An article about this was posted yesterday, and the EU wants to take it further that detecting known CSAM content, using AI to detect new content too.

Of course, it's all a pretence for getting access to read all of your data. It might be a language thing, but the wording of the report was such that they were almost stating this explicitly.

Honestly, what.the.hell are these clowns thinking?!

The article says they already have technology that detects "grooming", whatever that means. That's seriously frightening, who knows what else they can detect? Maybe a few years from now we'll be reading articles about people getting arrested for expressing prohibited thoughts, subversive ideas, political opposition in what they thought was a private communications channel.
The problem with hashes is, that you cannot prove what the original image was without actually getting caught with csam.

So basically, a whistleblower takes photos of some very incriminating documents, someone gets accused of eg. money laundering, hashes of those images get added to the "csam" database, and you find the first person (via metadata) who had that image on their phone.

Also, in some more repressive countries, an image of a famous cartoon bear photoshopped to look like some president can be added, and all the people who look/have/download images (memes) like that, can get put on a "list".

But would the system not insist images are hashed by it? I mean; I would think it’s not a weird demand that if this is to protect children (which it is not, at least not only) that the image hashes are solely for that purpose or otherwise not valid and thrown out by at least an AI. I know it’s naive but it seems you want the image with the hash and if someone gets flagged and it’s some money laundering doc, then it should be dismissed before you get out on a list.
The hashes are likely provided by some outside agency who is fine with transferring the hashes, but would have qualms about transferring multi-petabytes of the matching CSAM images.
They are effectively low resolution hashes - obviously they would be completely useless if they fail to detect a re-encoded or slightly transformed or cropped image. In this sense it's a hash with a very high collision rate... probably even higher if you limit it to innocent but otherwise visually similar image of parents and grandparents sending pictures of their own toddlers as GP describes.

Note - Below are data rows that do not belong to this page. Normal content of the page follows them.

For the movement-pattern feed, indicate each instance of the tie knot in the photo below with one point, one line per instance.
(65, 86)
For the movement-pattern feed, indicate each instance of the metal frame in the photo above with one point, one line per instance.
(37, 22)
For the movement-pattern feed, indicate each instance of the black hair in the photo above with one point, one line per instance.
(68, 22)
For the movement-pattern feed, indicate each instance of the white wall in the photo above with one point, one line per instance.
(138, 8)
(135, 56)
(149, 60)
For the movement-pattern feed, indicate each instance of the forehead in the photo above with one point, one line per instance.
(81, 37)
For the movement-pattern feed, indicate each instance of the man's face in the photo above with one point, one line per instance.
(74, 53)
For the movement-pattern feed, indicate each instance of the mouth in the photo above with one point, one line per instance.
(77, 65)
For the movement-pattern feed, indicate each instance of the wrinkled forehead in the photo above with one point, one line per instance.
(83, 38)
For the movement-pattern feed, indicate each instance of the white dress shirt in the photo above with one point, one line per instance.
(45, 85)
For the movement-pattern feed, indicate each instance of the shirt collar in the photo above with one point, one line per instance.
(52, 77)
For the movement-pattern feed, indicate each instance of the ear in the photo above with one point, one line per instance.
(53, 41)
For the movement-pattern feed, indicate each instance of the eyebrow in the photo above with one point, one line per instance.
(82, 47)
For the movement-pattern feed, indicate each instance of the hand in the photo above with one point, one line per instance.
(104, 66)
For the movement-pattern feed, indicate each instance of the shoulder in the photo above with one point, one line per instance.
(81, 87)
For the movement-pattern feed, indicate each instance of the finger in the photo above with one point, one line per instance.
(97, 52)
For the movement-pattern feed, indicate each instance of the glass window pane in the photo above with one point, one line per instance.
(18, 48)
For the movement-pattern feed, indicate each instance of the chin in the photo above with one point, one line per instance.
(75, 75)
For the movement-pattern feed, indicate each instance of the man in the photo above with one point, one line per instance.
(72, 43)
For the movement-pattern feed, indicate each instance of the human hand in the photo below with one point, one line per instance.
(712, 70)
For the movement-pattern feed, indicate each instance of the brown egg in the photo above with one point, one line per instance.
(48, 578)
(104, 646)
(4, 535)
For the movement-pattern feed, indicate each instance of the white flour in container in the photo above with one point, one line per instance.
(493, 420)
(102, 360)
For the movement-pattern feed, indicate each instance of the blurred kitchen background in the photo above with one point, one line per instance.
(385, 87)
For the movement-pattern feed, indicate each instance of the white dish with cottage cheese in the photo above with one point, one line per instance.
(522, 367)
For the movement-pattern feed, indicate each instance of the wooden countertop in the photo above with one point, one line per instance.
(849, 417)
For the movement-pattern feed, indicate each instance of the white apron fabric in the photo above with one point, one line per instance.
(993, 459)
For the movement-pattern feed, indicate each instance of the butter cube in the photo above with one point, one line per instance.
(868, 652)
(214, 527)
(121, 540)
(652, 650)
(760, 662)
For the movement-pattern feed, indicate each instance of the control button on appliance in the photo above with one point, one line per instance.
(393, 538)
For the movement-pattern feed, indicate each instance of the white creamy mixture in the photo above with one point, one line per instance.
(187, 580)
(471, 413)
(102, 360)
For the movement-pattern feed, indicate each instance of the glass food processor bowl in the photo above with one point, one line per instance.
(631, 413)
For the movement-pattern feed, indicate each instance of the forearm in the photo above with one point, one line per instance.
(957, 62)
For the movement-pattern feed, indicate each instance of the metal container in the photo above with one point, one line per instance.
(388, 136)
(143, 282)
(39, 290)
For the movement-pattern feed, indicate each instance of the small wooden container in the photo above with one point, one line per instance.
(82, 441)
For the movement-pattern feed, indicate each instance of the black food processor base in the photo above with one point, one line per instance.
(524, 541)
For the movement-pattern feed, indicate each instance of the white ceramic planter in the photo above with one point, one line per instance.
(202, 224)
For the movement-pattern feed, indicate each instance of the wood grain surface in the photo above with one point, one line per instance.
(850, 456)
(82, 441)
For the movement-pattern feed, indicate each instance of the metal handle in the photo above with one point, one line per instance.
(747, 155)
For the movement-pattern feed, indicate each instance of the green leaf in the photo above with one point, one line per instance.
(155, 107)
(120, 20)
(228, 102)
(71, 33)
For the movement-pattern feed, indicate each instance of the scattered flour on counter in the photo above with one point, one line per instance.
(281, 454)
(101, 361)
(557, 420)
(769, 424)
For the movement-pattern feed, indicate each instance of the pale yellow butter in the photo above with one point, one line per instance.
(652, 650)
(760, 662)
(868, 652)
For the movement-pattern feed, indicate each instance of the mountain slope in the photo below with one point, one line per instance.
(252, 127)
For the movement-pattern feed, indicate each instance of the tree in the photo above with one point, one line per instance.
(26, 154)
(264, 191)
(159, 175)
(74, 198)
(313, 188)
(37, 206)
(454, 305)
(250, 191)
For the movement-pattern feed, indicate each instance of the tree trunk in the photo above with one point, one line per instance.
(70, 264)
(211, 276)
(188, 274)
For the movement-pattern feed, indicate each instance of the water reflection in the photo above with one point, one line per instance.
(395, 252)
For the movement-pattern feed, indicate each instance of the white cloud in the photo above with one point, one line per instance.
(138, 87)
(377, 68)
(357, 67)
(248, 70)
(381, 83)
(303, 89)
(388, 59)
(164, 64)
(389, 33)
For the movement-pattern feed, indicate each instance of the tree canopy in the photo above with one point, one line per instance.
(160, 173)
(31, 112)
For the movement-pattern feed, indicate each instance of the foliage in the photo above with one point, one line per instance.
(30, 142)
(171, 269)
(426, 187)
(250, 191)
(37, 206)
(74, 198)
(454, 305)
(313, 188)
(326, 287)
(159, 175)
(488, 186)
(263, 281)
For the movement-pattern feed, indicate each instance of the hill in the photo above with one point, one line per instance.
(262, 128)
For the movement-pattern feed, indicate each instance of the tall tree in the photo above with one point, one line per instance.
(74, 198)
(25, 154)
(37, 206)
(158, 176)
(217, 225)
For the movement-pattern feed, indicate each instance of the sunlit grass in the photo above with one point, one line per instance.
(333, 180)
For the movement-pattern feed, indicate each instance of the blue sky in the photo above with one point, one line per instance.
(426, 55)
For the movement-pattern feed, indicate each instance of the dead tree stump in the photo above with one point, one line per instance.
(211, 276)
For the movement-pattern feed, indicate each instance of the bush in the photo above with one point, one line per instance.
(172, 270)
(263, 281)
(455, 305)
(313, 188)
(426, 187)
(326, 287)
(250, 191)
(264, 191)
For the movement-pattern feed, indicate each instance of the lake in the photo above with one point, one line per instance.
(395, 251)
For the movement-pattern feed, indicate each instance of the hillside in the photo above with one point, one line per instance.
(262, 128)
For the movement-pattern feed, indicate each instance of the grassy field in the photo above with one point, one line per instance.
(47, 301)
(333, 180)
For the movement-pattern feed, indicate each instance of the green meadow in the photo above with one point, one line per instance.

This is when it gets scary, demonising people based on a hash collision with no evidence or context.

Even with a database of hashes the risk remains. If someone gets off on nude children, then there is nothing stopping them from collecting innocent photographs from social media¹, reposting these on seedy or oniony websites, and have the hash ending up in the huge black box of CSAM hashes by an automated scraper. I am not under the impression that such a database is curated too closely.

1: This is not something I'm personally at risk of, because my parents are tech savvy enough not to post nude pics of a toddler anywhere but in a private chat with his parents (i.e., me and my wife).

That’s the implementation used by Apple for client-side scanning of iCloud uploads. NeuralHash or something. The EU may (and likely will) build an unrelated system, although it may share ideas with prior work.
Unless the exact algorithm and data used is described in the law you don't know what the implementation will look like (or what it will look like in ten years).
I mean, at some point the amount of data & CPU needed to run a CV neural network is less than downloading all existing hashes and comparing them...
I think you are underestimating the power of modern servers and GPUs for scanning this stuff. It's mind boggling.